Issue #169 - Behavioral Testing of NMT Systems for Numerical Translation
The latest neural machine translation (NMT) technology has brought translation quality to the next level. There has been a lot of effort in trying to alleviate the problem with low resource languages, assuming that with a good amount of parallel data, most of the issues that harm the translation quality will be solved. However, numerical mistranslation seems to be a very common but challenging issue for both high- and low-resource language situations. Those widely used evaluation metrics such as BLEU, COMET and METEOR are not enough to highlight numerical translation errors. In this post, we take a look at a paper by Wang et al. (2021) which extends the CheckList proposed by Ribeiro et al. (2020) to evaluate several fundamental capabilities a NMT system should be expected to exhibit in translating numbers.
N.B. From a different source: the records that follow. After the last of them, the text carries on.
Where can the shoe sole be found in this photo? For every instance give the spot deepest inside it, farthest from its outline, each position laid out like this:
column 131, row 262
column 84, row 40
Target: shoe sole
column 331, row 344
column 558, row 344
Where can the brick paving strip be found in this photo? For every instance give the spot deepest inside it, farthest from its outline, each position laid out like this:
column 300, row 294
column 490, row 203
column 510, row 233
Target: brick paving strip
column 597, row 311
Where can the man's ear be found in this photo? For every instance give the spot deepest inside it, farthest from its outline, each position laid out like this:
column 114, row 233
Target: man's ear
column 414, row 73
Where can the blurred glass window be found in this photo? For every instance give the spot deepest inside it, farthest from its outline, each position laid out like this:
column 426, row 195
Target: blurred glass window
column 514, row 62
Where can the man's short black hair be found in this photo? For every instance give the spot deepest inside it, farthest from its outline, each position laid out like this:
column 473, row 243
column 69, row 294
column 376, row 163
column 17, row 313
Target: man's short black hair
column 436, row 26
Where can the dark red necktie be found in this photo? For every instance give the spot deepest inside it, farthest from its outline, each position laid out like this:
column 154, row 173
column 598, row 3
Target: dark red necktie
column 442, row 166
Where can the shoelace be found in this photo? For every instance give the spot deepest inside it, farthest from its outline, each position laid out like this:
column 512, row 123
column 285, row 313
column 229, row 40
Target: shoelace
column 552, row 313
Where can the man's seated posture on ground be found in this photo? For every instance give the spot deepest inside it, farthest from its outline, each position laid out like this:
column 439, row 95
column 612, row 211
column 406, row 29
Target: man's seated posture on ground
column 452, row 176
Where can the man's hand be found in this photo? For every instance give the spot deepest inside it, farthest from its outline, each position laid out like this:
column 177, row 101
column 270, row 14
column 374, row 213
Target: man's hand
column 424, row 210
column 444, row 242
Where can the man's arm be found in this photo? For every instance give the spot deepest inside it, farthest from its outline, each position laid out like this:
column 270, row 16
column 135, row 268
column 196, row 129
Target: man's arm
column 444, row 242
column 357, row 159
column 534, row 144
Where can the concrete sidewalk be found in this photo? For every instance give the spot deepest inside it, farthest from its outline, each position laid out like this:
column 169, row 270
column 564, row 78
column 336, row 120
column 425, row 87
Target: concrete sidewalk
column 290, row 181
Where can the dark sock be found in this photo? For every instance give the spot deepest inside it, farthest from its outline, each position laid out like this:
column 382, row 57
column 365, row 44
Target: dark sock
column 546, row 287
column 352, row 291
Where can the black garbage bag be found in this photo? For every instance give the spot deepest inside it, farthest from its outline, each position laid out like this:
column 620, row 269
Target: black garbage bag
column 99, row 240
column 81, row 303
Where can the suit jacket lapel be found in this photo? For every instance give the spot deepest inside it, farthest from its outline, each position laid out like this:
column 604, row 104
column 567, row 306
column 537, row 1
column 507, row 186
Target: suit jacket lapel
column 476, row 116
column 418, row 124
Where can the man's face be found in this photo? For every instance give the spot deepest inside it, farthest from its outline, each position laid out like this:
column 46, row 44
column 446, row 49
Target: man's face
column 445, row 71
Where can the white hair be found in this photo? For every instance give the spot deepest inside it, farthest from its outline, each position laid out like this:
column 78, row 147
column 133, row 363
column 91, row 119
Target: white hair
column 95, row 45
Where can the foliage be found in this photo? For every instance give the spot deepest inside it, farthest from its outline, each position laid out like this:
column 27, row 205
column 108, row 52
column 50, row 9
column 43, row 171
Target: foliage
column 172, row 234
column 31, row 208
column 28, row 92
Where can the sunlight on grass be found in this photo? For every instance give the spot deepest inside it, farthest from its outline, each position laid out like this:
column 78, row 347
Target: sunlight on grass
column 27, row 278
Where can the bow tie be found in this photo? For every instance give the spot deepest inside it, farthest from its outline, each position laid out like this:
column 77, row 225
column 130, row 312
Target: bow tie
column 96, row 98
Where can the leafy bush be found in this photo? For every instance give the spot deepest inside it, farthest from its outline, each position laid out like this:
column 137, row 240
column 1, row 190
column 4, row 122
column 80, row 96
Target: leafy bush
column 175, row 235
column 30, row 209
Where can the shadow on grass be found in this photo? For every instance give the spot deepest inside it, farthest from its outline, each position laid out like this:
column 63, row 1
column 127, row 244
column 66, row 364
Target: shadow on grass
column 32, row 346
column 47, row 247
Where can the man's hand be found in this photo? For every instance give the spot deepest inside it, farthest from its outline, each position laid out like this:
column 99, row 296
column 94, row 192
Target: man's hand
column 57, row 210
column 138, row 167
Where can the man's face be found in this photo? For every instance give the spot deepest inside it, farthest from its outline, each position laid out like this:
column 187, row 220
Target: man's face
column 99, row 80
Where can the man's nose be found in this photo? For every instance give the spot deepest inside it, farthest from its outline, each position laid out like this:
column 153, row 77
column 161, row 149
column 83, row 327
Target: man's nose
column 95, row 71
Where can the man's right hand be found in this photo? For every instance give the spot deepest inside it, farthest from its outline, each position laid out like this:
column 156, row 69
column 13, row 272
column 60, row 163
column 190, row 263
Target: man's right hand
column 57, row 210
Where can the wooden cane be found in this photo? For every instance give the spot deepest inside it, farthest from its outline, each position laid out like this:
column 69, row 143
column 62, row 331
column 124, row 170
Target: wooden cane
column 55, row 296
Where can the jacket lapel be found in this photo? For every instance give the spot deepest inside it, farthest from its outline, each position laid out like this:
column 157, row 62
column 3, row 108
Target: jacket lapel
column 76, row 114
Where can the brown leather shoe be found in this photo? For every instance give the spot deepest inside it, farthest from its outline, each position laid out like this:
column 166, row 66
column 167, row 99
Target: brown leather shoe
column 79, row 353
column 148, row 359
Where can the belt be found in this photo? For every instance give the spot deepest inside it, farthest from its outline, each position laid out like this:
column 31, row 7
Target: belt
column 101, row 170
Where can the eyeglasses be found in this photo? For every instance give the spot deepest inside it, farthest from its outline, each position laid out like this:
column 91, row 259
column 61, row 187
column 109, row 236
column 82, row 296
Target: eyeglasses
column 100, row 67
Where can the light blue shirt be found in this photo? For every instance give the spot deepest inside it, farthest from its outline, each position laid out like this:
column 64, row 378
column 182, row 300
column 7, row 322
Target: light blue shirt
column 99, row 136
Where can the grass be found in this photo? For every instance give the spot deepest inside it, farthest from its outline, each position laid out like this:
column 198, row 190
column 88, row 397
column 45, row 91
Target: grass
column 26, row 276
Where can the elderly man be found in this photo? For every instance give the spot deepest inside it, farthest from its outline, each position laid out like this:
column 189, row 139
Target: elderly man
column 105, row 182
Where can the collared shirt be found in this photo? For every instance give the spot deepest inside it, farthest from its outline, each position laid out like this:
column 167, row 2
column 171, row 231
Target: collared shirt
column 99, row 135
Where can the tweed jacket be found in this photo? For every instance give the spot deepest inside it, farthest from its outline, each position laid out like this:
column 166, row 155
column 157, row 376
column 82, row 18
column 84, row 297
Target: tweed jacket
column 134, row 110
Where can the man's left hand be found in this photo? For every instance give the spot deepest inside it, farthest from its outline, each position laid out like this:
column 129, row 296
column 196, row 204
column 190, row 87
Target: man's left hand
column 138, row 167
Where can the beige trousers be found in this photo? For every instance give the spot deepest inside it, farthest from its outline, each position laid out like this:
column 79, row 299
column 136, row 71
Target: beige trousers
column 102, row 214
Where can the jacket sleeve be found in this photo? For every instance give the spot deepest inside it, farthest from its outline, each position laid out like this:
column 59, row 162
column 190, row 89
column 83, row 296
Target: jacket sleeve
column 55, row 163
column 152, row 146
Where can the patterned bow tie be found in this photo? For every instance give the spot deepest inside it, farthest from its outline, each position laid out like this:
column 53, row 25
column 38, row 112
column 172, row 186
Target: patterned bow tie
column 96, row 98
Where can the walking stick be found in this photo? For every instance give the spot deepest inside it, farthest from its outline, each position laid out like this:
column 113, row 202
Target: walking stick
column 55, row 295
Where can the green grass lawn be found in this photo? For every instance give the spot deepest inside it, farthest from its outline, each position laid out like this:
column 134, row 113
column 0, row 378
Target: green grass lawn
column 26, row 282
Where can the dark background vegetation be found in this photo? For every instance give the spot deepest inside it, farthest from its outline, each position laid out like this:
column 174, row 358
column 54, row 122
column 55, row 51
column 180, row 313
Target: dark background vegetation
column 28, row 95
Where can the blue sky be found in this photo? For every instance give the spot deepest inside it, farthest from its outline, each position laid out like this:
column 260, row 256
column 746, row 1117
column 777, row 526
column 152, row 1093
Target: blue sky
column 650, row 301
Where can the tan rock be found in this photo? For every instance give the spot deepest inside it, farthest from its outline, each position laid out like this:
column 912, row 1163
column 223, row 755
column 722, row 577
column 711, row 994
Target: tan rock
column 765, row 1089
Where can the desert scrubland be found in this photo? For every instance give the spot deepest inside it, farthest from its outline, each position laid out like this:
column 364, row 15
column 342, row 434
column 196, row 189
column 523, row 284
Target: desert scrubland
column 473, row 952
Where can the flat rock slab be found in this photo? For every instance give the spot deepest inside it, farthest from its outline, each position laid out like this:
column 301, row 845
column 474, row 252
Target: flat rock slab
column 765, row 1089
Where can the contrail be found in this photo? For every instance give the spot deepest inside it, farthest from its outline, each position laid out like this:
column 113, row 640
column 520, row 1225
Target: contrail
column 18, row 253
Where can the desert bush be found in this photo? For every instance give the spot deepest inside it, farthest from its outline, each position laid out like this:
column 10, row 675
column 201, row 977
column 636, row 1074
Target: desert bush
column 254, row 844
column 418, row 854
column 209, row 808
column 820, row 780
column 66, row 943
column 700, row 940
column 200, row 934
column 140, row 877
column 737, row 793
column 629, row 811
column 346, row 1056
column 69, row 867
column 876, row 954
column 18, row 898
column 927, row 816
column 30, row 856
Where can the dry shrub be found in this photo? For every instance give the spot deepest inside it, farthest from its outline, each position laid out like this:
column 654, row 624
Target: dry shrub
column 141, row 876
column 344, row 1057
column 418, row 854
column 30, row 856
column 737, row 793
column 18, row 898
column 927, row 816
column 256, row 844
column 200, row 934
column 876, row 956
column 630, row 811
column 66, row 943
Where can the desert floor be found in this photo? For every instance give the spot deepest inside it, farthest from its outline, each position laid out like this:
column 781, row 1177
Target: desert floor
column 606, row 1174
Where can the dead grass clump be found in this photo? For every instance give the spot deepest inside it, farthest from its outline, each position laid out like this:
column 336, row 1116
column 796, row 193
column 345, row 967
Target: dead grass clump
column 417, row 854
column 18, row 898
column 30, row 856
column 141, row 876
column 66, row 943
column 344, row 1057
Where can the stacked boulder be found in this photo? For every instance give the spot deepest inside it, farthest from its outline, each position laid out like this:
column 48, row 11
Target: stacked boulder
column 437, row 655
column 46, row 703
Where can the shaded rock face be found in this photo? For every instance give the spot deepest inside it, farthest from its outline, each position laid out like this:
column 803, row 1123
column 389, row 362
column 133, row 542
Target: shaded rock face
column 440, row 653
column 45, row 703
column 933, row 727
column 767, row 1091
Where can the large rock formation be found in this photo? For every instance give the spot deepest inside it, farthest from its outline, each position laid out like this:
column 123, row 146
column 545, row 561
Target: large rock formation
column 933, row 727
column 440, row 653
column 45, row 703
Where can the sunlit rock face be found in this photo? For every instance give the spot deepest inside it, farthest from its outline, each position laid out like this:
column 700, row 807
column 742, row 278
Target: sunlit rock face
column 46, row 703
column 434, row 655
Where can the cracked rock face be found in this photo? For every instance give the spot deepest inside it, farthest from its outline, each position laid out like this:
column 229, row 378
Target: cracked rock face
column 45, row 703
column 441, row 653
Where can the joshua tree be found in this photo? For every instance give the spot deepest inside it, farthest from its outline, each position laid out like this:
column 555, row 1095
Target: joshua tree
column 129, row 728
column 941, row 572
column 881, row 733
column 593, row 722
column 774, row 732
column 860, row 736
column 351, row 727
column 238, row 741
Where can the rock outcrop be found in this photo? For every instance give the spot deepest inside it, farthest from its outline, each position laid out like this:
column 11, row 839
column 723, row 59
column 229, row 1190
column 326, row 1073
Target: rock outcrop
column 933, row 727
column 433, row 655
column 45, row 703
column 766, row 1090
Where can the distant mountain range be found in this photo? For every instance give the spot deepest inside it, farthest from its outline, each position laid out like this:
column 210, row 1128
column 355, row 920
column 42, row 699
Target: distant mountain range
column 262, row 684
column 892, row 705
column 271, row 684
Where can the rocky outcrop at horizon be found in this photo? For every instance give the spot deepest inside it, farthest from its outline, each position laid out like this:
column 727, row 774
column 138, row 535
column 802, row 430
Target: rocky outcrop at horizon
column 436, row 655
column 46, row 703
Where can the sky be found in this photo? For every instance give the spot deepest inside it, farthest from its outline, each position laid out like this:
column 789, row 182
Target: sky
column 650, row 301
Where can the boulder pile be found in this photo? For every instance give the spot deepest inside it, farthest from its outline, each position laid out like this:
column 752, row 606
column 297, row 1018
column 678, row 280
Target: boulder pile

The original idea of CheckList by Ribeiro et al. (2020) includes a matrix of general linguistic capabilities and test types that facilitate comprehensive test ideation, as well as a software tool to generate a large variety of test cases quickly. In this paper, Wang et al. (2021) adopt this idea to test the capabilities of handling four types of numerical translation issues in NMT:
- Integers: sequences of digits with variable lengths.
- Decimals: decimals with the decimal mark placed at varying locations.
- Numerals: numbers that are presented as words.
- Separators: numbers containing decimal or thousands separators.
To test each type of issue, they create a list of sample sentences with numbers that could be taken from various sources like existing corpora or manually crafted. Then these samples are generalized into templates by replacing numbers with formats of different lengths and decimal-point positions. For example, one format could be “ddd.ddn”, which consists of multiple digits and a numeral such as 100.01 million. Each format is filled with random digits and numerals. In total, 25 different formats are tested across all issue types. To evaluate the translation performance on numbers, they translate those sentence samples and report the pass rate (PR) on the correct numerical translations compared to the source side.
Experiments and Results
The experiments are conducted on four different language pairs (both directions): English -German (En-De) and English-Chinese (En-Zh) for high-resource scenarios and English-Tamil (En-Ta) and English-Nepali (En-Ne) for low-resource scenarios. They translate the test samples with engines from two popular commercial MT providers (A and B) and also top ranked engines (En-De engine by Ng et al., 2019, En-Ta by Chen et al., 2020, and En-Zh/Ne by Fomicheva et al., 2020) in WMT competitions (R). The final results are reported in Table 1.
Table 1: Test results (PR %) on the capabilities for numerical translation, with low averaged scores in bold. Nepali is not supported by System B.
The evaluation is able to show to what extent NMT systems can well handle those number mistranslation issues. In general, the performance of the engines from A, B and R are in line. Here is a summary of those common errors across all systems:
- Integers are relatively the easiest issue to handle. However, NMT systems show the difficulty of handling repeated digits: they might omit or add one or more digits in the translation compared to the source side.
- Separators could be trouble in localization usage for those language pairs that do not share the same use of symbols like the case of En<->De ( “,” and “.” are the thousands and decimal separators in English, but the other way around in German). Besides, sometimes systems are prone to translate decimal numbers into wrong digits, and this error might be related to the separator confusion according to the result from En<->De.
- Numerals are the most challenging issue across all systems for most of the language pairs. This is reasonable as numbers are less frequently written in words, which results in insufficient training examples available for training.
- Translating numbers accompanied by unit words (e.g., million and billion) could be difficult for those language pairs that do not share the same units of measurement (e.g., “10.01 million” into “1001万” in Chinese). Systems may fail to convert numbers to the correct target unit.
- Results from low resource language pairs are not always worse than that from high-resource ones. As shown in Table 1, En-Ta is surprisingly one of the best across all test types. This suggests that the size of training data is not the sole factor for high-quality numerical translation.
- In the case of En->Ne, the results across all capabilities are far from satisfactory, this is probably because Nepali has its own numerals for digits. In a low resource scenario, the conversion into Nepali digits becomes a big challenge.
To mitigate these numerical mistranslation problems, Wang et al. (2021) also discuss several potential strategies, such as Separating numerical translation out into an individual process as in Statistical Machine Translation; adding more quality numeral-specific instances into training data; and forcing to encode all numbers as character sequences or meaningful groupings of components, since BPE often split long sequences of numbers into different tokens.
Wang et al. (2021) extend the CheckList methodology by Ribeiro et al. (2020) to systematically assess four fundamental capabilities (Integers, Decimals, Numerals and Separators) of NMT systems in handling numerical translations for both high- and low-resource cases. They point out several common types of errors across all evaluated systems and also provide a detailed error analysis on them. The potential mitigation strategies they discuss could be useful for such numerical translation improvement.